How well does music predict your politics?

  • I usually don't like stories along the lines of "scientists correlate brain size with political party" but I liked this one. I'm just not sure there's anything meaningful here.

    Most folks in the states know that Democrats are by and large young, city folks. Republicans are older people who live in rural areas (fly-over country). So it's not very surprising that Republicans like country music and Democrats like younger pop music.

    Two things stuck out. One, that Pink Floyd listeners trend Replubican! Who knew? Second, that Democrats have a much more diverse taste in music than Republicans (not news, probably, but interesting).

  • > Artists whose fans are most correlated to Republican

    > Artists whose fans are most correlated to Democrat

    I'm French. I have never heard of the first eight artists listed as Republican friendly; I know and am familiar with most artists in the Democrat list (all but two).

    Do "Republican artists" target something very American that doesn't appeal to an international audience?

  • Coming from Texas, I didn't find the country/republican correlation at all surprising. But here's my question: has it always been this way, or would this be another example of "the Big Sort,"[1] where cultural and political affiliations are becoming increasingly clustered and polarized?

    [1] http://www.amazon.com/The-Big-Sort-Clustering-Like-Minded/dp...

  • Yet another example of a fallacy of representing the political spectrum in one dimension. People are being conditioned to thinking in terms of left-right, good-bad, democrats-republicans; instead of in terms of real issues. While entertaining, this article adds nothing of value to the political discussion.

  • Grooveshark's beluga project (http://beluga.grooveshark.com) reveals a lot of the same patterns. Looking up Mormon tabernacle choir, for instance, shows a high listenership of politically active, religious conservatives, while people that listen to system of a down tend to be moderate liberals with less political involvement.

    Music demographics data is fascinating!

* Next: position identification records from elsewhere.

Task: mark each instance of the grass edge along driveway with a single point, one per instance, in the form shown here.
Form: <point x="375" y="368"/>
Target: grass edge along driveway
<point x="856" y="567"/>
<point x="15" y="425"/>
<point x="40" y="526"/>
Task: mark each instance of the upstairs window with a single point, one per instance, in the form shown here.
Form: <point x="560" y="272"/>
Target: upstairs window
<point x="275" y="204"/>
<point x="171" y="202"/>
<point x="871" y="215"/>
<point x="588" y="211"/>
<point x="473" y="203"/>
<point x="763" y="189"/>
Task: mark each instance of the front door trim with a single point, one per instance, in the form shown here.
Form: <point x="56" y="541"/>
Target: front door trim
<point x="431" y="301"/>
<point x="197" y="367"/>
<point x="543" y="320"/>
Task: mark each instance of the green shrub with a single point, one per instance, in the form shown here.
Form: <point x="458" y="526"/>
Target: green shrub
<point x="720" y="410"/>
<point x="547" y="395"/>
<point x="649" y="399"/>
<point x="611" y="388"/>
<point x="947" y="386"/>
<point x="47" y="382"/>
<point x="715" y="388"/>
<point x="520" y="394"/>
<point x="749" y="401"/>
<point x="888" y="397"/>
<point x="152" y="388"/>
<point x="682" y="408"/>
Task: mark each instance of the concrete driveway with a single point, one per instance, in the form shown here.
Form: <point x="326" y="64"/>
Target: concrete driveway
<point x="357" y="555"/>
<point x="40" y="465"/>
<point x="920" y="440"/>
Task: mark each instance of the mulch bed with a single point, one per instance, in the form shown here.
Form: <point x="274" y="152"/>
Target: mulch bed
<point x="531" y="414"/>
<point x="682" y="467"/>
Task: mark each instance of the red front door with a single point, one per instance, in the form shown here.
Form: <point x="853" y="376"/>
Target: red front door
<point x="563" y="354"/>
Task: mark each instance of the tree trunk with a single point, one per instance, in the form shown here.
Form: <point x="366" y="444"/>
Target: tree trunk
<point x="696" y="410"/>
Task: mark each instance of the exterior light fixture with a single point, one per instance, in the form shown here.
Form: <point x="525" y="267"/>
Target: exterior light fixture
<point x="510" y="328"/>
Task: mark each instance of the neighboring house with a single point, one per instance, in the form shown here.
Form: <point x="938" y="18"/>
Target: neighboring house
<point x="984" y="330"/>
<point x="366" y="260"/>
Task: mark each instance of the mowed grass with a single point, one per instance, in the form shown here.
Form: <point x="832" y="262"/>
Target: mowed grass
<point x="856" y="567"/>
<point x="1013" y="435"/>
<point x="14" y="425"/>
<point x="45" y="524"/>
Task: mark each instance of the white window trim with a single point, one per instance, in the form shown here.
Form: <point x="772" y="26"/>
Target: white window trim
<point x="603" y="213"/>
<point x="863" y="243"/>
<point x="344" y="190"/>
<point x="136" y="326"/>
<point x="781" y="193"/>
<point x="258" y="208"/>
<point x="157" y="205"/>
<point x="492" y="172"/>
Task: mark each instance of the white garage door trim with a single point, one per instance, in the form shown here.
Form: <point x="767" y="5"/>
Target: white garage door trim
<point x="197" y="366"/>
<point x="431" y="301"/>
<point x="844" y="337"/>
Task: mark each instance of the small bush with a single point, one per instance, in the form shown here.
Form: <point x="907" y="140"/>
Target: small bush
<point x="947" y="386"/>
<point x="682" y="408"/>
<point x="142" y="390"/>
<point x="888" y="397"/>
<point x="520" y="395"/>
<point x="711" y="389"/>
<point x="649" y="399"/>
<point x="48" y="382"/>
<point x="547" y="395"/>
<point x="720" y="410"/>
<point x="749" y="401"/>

  • There are lots of things that predict your politics to varying degrees: age, gender, sexual orientation, whether you have children, education, income, job, where you live, to name a few. These can be used together to fairly accurately predict at least whether you lean left or lean right.

    In any given election in the US you have about 40% of the general population who votes Democrat always, 40% who vote Republican always and 20% who decide the election results. Even the massive landslides of Reagan in 84 and Nixon in 72 didn't go more than about 60-40.

    Politics on a mass scale is so predictable that maps are produced of political leanings that are used for redistricting.

    A lot of these same factors can be used to predict music tastes. Age and where you grew up are probably the two biggest. So don't make the mistake that many in the press often do and mistake this for causation for correlation. Correlation isn't surprising given the common factors.

  • Metal fans could save us all from a two-party system.

    Hmm... I'm a huge metal fan myself, and very much an anarcho-capitalist / libertarian / voluntaryist / $whatever_term_you_prefer. But, to be honest, I haven't really noticed much correlation between a preference for metal, and 3rd party political affiliation, at least among my metal loving friends. If anything, I'd say that metalheads perhaps run towards "politically apathetic / don't care" more than other groups. But that's a pretty subjective and totally non-scientific observation.

  • should consider throwing in age distinctions. [old music-old people-conservative] vs [new-music-young people-liberal] is neither interesting nor exciting.

  • Some non-normalized results might be nice. If the sample size of Republican-leaning vs. Democrat-leaning are orders of magnitude different, then the diversity of taste comparison is questionable.

  • It looks a bit like you're matching location to both traits: country/republican to rural/lower density and pop/hiphop/democrat to urban/coastal

  • Pretty predicible - modern country music is pretty much pandering to right-wing values. It's not really any different than rap - it's just a matter of who your demo is; inner city black youth with baseball hats or middle-American farm boys with cowboy hats. Either way, it's music marketed toward marginalized, uneducated people that need to cling to some sort of social identity to feel empowered.

    ...why do YOU know so many people that "like all music but rap and country"? We're well-to-do, educated, white boys.

  • Pretty predicible - modern country music is pretty much pandering to right-wing values. It's not really any different than rap - it's just a matter of who your demo is; inner city black youth with baseball hats or middle-American farm boys with cowboy hats. Either way, it's music marketed toward marginalized, uneducated people that need to cling to some sort of social identity to feel empowered.

    ...why do YOU know so many people that "like all music but rap and country"? We're well-to-do, educated, white boys.